RE: NASH ARE YOU ALRIGHT?

steve ,, hollis has heard from one of his family members ,, and he is ok ,, he was out and about when all this happened ,, but he is still kicking ,, and that is a BIG PLUS ,,


----------



## Triple E (Apr 29, 2011)

Re: NASH ARE YOU ALRIGHT?

Thank you rod.   :approve: Very good to hear.  By the way.  You were right on with the Cig-lighter.  It is wired to the the chassis.  Thanks.


----------



## try2findus (Apr 29, 2011)

Re: NASH ARE YOU ALRIGHT?

Thank goodness it appears all of our RVUSA friends have made it through these storms intact.

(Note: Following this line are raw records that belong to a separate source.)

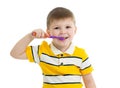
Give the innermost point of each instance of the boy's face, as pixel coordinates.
(63, 28)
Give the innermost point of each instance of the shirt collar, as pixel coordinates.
(56, 51)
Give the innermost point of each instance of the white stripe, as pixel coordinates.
(85, 64)
(35, 54)
(64, 61)
(48, 59)
(62, 79)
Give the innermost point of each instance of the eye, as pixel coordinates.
(68, 27)
(56, 28)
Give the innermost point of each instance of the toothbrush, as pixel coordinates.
(57, 37)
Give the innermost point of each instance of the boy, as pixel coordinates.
(63, 64)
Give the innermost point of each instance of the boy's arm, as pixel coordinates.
(89, 81)
(19, 50)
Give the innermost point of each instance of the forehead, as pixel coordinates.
(64, 21)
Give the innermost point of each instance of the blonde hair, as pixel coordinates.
(59, 13)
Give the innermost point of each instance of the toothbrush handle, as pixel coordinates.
(34, 33)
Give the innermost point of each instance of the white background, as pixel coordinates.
(98, 23)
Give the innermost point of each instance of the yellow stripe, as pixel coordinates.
(59, 70)
(29, 54)
(87, 70)
(62, 86)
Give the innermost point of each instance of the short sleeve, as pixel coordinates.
(32, 53)
(86, 66)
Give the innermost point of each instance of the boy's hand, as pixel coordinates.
(39, 33)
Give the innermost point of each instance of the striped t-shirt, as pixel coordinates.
(60, 69)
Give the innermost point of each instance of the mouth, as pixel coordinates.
(63, 38)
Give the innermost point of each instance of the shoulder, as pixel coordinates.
(80, 52)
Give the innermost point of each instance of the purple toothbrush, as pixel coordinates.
(60, 38)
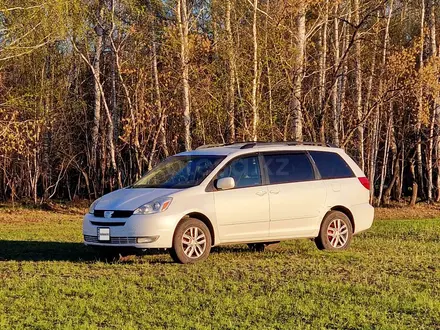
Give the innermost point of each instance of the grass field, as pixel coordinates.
(389, 278)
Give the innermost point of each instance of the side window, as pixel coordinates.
(245, 171)
(330, 165)
(283, 168)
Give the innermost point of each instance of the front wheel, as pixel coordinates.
(336, 232)
(191, 242)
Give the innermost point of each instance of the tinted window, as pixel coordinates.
(245, 171)
(179, 172)
(283, 168)
(331, 165)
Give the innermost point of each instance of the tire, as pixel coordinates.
(191, 242)
(336, 232)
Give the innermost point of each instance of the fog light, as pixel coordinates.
(148, 239)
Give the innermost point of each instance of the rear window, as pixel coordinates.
(330, 165)
(283, 168)
(245, 171)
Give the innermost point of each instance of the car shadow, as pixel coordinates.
(62, 251)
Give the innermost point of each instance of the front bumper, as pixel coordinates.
(158, 227)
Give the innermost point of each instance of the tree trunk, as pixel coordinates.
(183, 22)
(337, 83)
(231, 83)
(97, 78)
(420, 110)
(358, 69)
(299, 72)
(255, 79)
(322, 75)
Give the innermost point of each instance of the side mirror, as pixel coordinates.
(225, 183)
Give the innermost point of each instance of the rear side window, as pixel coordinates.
(245, 171)
(330, 165)
(283, 168)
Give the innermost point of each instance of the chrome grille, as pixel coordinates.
(113, 240)
(116, 214)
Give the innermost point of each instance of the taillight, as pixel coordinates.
(365, 182)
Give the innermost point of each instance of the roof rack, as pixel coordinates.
(248, 145)
(251, 144)
(206, 146)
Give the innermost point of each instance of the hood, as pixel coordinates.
(129, 199)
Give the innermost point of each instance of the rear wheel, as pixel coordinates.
(191, 242)
(336, 232)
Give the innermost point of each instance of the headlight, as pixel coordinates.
(92, 207)
(156, 206)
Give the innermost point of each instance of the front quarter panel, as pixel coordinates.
(159, 224)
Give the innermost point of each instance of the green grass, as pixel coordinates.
(389, 278)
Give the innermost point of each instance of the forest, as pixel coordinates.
(94, 93)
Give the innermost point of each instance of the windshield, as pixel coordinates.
(179, 172)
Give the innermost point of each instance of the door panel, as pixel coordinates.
(297, 209)
(242, 213)
(296, 198)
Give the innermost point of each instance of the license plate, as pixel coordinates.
(104, 234)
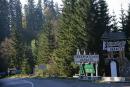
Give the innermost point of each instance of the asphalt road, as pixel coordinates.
(55, 83)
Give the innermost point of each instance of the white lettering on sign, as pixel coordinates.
(115, 49)
(114, 46)
(86, 58)
(117, 43)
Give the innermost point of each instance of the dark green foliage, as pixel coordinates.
(127, 31)
(114, 27)
(4, 20)
(122, 20)
(97, 22)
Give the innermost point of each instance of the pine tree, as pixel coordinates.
(4, 20)
(39, 17)
(72, 35)
(127, 31)
(122, 20)
(16, 31)
(114, 27)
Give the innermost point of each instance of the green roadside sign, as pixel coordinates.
(88, 69)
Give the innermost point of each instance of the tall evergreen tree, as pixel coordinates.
(98, 22)
(127, 31)
(122, 20)
(4, 20)
(72, 34)
(16, 30)
(114, 26)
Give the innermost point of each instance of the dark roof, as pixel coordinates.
(114, 36)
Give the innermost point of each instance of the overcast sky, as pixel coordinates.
(113, 5)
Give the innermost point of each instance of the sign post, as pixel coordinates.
(86, 63)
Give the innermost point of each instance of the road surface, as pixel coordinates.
(55, 83)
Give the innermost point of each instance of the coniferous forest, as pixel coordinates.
(44, 33)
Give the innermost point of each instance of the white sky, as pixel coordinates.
(113, 5)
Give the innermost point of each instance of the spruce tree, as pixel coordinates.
(127, 31)
(4, 20)
(122, 20)
(114, 26)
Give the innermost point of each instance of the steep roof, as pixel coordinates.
(114, 36)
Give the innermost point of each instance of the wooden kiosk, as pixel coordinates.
(114, 44)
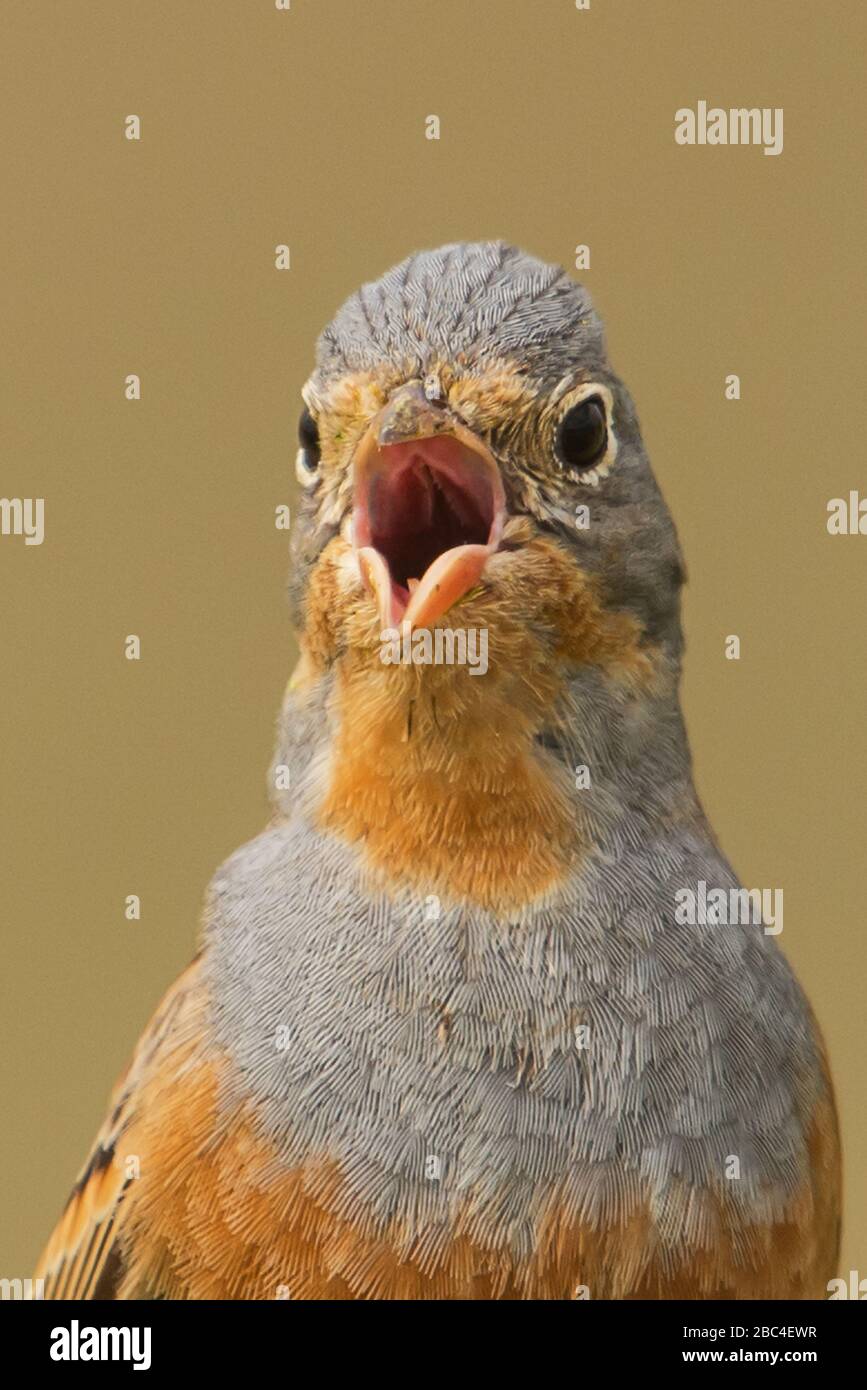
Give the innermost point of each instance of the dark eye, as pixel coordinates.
(582, 434)
(309, 439)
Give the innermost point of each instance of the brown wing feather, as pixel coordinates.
(82, 1258)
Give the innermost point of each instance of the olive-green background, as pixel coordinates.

We are praying for the victims and their families.


----------



## H2H1 (Apr 29, 2011)

Re: NASH ARE YOU ALRIGHT?

Sorry Steve I thought I had you on CC when I sent out the message that Nash was OK. SORRY


----------



## Triple E (Apr 29, 2011)

Re: NASH ARE YOU ALRIGHT?

No problem Hollis.  I was pretty worried as I know that is close to his home.  Has anyone heard from Gerald, Whitey.  Doesn't he also live close to that area?


----------



## H2H1 (Apr 29, 2011)

Re: NASH ARE YOU ALRIGHT?

everyone is OK, I spoke to Gerald last night, I also got a email from JR (Randy and Jeanie) they are OK. They are washing and waxing there RV for an up coming trip. BTW Nash has headed by to Paul Grist camp ground. How are you coming with yours , about ready to put it on the road?


----------



## Triple E (Apr 29, 2011)

Re: NASH ARE YOU ALRIGHT?

Well, I have new A/C parts and pieces, new radiator, refilled with extended anti-freeze, new fan bearing seal, valve adjustments and gaskets, extended my slobber tube and a big fat bill.  But,,,,,,I did get a free CAT coffee cup.

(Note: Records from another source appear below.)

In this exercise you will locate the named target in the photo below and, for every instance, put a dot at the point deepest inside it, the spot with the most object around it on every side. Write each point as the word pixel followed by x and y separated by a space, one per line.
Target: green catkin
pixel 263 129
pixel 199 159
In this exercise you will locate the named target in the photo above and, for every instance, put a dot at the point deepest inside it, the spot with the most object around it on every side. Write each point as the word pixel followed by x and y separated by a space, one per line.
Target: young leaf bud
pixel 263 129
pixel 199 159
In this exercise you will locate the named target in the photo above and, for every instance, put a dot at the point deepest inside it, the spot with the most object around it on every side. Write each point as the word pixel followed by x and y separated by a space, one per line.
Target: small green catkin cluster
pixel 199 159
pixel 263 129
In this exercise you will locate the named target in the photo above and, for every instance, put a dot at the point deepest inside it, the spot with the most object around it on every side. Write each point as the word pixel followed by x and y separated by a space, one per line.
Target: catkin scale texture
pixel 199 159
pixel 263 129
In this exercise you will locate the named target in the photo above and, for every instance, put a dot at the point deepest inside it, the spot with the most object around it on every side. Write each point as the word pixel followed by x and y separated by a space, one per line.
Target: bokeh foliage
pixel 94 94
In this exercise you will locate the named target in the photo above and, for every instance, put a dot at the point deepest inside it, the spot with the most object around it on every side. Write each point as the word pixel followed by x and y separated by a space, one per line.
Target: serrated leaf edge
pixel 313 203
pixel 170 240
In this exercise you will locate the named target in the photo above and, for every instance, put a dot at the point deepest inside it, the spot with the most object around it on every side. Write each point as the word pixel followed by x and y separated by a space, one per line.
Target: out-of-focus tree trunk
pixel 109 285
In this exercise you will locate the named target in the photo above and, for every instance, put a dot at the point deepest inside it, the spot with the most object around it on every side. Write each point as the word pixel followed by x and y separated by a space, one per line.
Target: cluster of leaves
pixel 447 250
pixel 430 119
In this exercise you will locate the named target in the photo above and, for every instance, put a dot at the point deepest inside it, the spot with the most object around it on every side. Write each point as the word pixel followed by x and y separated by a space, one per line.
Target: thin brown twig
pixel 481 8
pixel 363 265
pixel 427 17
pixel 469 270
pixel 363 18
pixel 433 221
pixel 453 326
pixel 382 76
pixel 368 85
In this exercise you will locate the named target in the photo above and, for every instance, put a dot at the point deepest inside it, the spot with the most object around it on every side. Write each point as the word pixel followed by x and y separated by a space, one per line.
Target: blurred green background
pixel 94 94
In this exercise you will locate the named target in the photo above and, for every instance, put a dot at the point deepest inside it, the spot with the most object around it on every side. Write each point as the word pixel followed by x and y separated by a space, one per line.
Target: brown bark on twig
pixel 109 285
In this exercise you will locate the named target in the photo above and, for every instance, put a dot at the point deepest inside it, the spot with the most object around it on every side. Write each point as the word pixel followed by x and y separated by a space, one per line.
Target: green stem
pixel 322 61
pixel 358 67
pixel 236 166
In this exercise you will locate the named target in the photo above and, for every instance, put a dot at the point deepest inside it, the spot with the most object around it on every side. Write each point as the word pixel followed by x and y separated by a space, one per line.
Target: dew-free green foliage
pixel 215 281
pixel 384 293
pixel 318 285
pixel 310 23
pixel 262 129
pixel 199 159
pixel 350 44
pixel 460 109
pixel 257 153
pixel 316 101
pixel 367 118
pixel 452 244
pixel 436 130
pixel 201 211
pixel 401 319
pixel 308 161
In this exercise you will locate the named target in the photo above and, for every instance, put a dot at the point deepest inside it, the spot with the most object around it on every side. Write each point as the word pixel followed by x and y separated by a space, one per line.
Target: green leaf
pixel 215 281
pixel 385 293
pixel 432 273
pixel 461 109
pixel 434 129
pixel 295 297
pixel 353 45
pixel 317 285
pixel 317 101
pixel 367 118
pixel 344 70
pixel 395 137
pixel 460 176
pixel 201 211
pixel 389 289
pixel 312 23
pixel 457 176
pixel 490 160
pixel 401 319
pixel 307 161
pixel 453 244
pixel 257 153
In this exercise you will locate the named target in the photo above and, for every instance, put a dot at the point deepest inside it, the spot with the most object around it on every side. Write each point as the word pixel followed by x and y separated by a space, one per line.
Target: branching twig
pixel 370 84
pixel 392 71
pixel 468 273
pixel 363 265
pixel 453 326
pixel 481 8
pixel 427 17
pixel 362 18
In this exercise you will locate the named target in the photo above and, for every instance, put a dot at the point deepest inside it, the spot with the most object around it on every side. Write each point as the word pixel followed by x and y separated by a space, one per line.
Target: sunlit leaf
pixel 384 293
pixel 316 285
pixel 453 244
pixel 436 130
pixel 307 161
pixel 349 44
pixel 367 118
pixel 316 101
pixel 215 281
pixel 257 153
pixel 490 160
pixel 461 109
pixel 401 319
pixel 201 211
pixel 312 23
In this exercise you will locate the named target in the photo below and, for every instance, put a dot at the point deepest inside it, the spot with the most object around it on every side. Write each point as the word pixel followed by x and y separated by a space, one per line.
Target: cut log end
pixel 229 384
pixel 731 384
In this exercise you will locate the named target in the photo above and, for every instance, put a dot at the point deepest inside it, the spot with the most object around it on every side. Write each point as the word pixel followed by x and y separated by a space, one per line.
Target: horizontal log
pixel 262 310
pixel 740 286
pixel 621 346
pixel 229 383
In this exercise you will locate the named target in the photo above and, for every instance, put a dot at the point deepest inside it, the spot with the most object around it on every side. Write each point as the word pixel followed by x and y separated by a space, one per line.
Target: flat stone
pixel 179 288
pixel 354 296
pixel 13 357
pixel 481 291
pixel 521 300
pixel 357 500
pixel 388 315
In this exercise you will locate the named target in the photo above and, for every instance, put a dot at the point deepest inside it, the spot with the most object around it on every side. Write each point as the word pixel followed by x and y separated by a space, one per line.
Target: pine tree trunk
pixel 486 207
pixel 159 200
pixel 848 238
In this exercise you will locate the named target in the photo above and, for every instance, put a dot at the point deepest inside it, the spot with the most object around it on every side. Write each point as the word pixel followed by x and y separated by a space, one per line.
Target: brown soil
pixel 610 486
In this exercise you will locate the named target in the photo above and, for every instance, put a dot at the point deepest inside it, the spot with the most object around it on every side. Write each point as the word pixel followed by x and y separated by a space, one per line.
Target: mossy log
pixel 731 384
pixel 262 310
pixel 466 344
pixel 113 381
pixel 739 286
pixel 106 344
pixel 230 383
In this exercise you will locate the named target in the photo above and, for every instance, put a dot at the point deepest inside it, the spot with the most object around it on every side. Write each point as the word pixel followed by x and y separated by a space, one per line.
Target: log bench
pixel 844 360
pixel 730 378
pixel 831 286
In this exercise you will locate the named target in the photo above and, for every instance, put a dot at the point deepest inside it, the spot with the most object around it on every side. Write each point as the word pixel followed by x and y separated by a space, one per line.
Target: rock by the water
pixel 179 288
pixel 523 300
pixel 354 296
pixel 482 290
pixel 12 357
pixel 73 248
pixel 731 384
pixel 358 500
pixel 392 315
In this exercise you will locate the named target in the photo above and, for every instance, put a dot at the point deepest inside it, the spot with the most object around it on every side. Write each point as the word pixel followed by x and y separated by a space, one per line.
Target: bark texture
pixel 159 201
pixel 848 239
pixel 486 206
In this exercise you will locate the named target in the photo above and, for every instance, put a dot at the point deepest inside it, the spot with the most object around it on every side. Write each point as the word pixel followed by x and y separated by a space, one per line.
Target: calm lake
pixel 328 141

Next project, oil change, wash and wax.


----------



## whitey (May 1, 2011)

RE: NASH ARE YOU ALRIGHT?

UPDATE;

I got a E-mail from Nash today and they are OK and doing fine they had one tree to blow down in their Yard and fell on a storage shed it total the shed and the motorcycle that was store in side of it. they  had been down to Paul Grit's St Pk and they didn't have any Telephone or Internet so they have been out of touch of what was happen on Skype and RV USA.


----------



## H2H1 (May 1, 2011)

Re: NASH ARE YOU ALRIGHT?

Gerald I got the same email so glad that all they lost


----------



## C Nash (May 1, 2011)

Re: NASH ARE YOU ALRIGHT?

Thanks to all for the concern.  Yes we are fine and buildings can be replaced.  JUst glad the tree didn't hit the house where the Grandson , his wife and our Great grandson were.  Alabama was hit hard.  Worst I have ever seen.  So far the death count is around 250 is the reports we are getting.  We were on the road and the cg where we were has no cell ph service or internet connection.  We had to come back to get in touch with insurance co and take care of the damage.  Folks in Alabama and over the nation are really helping those in need.


----------



## akjimny (May 1, 2011)

Re: NASH ARE YOU ALRIGHT?

The good news is you and your family are all okay.  God bless.


----------